Cultural racism against mercantile minorities who have to compete with the established majorities is however a very different matter. In the former Dutch East Indies, Chinese diligence and ingenuity only gave rise to resentment and envy. The Chinese could hardly be called dim-witted, but they still had a deviant culture to be targeted. They were “money hungry, unreliable and out for total domination.” The barely concealed message was that violence against this group would be considered self-defense. Violence against mercantile minorities is always on a mass scale – the entire group needs to be physically eliminated. It is this cultural racism that bears such a strong resemblance to pre-war anti-Semitism: the suspicion of unreliability, the accusation of wanting world domination, and the efforts at complete extermination.

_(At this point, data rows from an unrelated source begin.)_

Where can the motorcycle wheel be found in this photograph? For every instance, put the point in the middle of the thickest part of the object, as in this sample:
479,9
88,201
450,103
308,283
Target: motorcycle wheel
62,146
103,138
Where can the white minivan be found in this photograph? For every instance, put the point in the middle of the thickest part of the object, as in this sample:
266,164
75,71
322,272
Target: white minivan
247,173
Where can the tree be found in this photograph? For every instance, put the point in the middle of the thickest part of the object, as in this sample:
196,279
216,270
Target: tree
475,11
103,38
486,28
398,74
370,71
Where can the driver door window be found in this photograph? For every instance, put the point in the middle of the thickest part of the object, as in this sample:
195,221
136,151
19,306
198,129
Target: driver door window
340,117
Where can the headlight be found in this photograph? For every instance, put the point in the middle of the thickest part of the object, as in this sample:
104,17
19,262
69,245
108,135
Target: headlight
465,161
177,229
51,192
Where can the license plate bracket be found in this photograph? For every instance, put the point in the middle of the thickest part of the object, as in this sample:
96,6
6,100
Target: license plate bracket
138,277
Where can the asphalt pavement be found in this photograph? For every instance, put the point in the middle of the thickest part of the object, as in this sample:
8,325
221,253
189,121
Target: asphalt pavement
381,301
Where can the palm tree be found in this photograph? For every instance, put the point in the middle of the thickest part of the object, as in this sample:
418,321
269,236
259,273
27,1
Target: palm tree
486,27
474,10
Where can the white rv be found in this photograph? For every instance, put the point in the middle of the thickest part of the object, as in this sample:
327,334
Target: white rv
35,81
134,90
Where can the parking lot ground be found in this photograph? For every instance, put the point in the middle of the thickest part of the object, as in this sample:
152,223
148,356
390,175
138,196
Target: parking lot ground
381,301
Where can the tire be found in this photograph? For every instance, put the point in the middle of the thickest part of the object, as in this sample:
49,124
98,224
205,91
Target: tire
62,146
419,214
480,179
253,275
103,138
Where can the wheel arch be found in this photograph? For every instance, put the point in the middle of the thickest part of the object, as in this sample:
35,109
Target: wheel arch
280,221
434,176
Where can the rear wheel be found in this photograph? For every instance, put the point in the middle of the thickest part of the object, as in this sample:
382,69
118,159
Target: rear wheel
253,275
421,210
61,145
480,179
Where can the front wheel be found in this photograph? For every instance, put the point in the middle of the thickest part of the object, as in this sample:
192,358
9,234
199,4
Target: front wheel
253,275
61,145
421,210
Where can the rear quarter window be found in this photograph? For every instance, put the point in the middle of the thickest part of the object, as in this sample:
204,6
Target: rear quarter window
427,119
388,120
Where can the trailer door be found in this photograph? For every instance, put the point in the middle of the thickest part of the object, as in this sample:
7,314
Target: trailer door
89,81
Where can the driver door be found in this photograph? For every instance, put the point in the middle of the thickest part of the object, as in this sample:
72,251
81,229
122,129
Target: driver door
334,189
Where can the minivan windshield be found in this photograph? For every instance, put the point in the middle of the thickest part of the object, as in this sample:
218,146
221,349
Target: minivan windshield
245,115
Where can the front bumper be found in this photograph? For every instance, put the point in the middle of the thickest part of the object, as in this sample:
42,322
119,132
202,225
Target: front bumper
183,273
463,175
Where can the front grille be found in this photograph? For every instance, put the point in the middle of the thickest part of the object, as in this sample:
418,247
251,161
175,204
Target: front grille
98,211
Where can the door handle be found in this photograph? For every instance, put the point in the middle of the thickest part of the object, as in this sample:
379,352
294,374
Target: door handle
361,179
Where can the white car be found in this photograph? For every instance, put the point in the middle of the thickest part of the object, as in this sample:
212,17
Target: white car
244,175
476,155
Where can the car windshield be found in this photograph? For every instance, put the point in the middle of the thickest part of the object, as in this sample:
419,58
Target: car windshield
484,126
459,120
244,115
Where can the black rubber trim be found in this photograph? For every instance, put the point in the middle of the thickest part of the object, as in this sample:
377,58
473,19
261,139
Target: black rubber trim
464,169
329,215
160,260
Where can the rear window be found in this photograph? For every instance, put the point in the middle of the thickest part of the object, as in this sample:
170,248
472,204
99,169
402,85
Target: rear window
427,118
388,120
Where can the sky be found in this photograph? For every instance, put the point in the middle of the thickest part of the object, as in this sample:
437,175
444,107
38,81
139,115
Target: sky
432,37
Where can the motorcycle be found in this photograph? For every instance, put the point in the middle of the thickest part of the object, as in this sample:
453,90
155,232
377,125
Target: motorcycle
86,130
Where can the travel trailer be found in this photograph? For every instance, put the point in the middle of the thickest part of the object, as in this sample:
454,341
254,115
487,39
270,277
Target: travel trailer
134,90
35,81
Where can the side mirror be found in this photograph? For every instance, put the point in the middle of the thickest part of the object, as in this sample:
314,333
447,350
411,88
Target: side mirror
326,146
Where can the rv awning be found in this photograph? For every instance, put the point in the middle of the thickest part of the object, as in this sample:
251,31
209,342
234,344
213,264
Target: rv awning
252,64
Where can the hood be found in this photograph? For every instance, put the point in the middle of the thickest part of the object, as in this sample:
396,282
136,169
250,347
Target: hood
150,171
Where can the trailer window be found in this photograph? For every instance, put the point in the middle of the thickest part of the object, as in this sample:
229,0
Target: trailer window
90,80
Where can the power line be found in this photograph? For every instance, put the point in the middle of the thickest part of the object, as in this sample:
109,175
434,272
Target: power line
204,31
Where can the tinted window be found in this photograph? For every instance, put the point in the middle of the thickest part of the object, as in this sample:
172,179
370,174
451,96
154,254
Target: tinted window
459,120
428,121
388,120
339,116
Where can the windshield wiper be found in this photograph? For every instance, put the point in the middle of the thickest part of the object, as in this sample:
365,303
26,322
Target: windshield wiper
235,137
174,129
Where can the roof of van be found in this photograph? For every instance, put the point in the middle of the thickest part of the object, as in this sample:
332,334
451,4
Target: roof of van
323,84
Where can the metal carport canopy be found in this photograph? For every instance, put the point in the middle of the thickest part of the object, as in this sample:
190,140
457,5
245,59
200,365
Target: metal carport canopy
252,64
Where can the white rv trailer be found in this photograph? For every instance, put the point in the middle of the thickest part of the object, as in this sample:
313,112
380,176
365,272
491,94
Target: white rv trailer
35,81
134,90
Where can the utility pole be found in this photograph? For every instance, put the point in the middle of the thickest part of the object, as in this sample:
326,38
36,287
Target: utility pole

Ever since the arrival of labour immigrants from Turkey and Morocco, there has been a shift in the Netherlands. First they got their share of the familiar colonial racism and were looked down upon. Nowadays the Muslims and essentially all non-Western immigrants are berated for their deviant culture and religion and accused of striving for total domination. What has now replaced contempt and scorn can well end in mass violence. Just like anywhere else where recognizable segments of the population are singled out as a threat to society.

At the moment, we are witnessing a combination of the two types of racism. Let us look closely at Wilders’ words at the most recent Annual Budget Debate in September 2008.

First he refers to the bad conduct on the street of youths of Moroccan descent. Then he switches in one breath to his real target group, i.e. the Muslims. “The Moroccan scum that goes through life cursing, spitting and beating up innocent people – I prefer to call them colonists – Muslim colonists … because they did not come to integrate, they came here to take over.” On the second day of the debate, he uses the same tactic. He once again speaks of “that kind of Moroccan scum that spits at us, threatens us and beats us up.” But then he reveals his true colors and is no longer talking about the youths on the street. “They are visitors who tear the wallpaper off the walls in our home, smash the furniture and toss the television out the window.” And he rhetorically asks Prime Minister Balkenende, “What would you do in a case like that? Throw them out!”

He slyly intertwines insulting innuendos with very scary prose. We ought to have nothing but contempt for the Muslims with their primitive customs like spitting and their anti-social behavior. And we need to be very scared of them, they beat people up and want to take over here, they want to colonize us. Now that the fear of numerical domination by Muslims no longer does the trick, he turns to the notion of them colonizing us in much the same way as we once ruled over the majorities as a Dutch minority.

It is funny how Wilders suddenly seems to practise “updating”. The target group he used to describe as “guests” – alluding to the term guest workers, he now allows to stay overnight! They are upgraded from day guests to visitors who can stay the night. But appearances can be deceptive. Visitors infiltrate your personal life in a far deeper way. And once they start touching your possessions, especially the sacred cow, your television set, they are very treacherous indeed.

History has taught us the instrumental role fear plays in generating mass violence. Parasites, invading germs, ‘international world Jewry’, Islam attacking our society from inside. But killing has always been easier if people can see their victims as inferior. So the fright cocktail requires a touch of disdain: cockroaches to be stepped on, Untermenschen unworthy of life itself.

There is every reason to pay very close attention to the words of politicians and opinion leaders as separate entities and even more so in combination.

This article was in De Volkskrant, a Dutch daily paper, on Friday January 23, 2009.

Anne-Ruth Wertheim is a journalist and the author of various books including De gans eet het brood van de eenden op, mijn kindertijd in een Jappenkamp op Java (The Goose Snatches the Bread from the Ducks, My Childhood in a Japanese Prison Camp on Java, 1994). An Indonesian translation of the book was published in March 2008.She works with the concepts of exploitation/colonial racism (contempt or condescension) and cultural/competition racism (envy and distrust).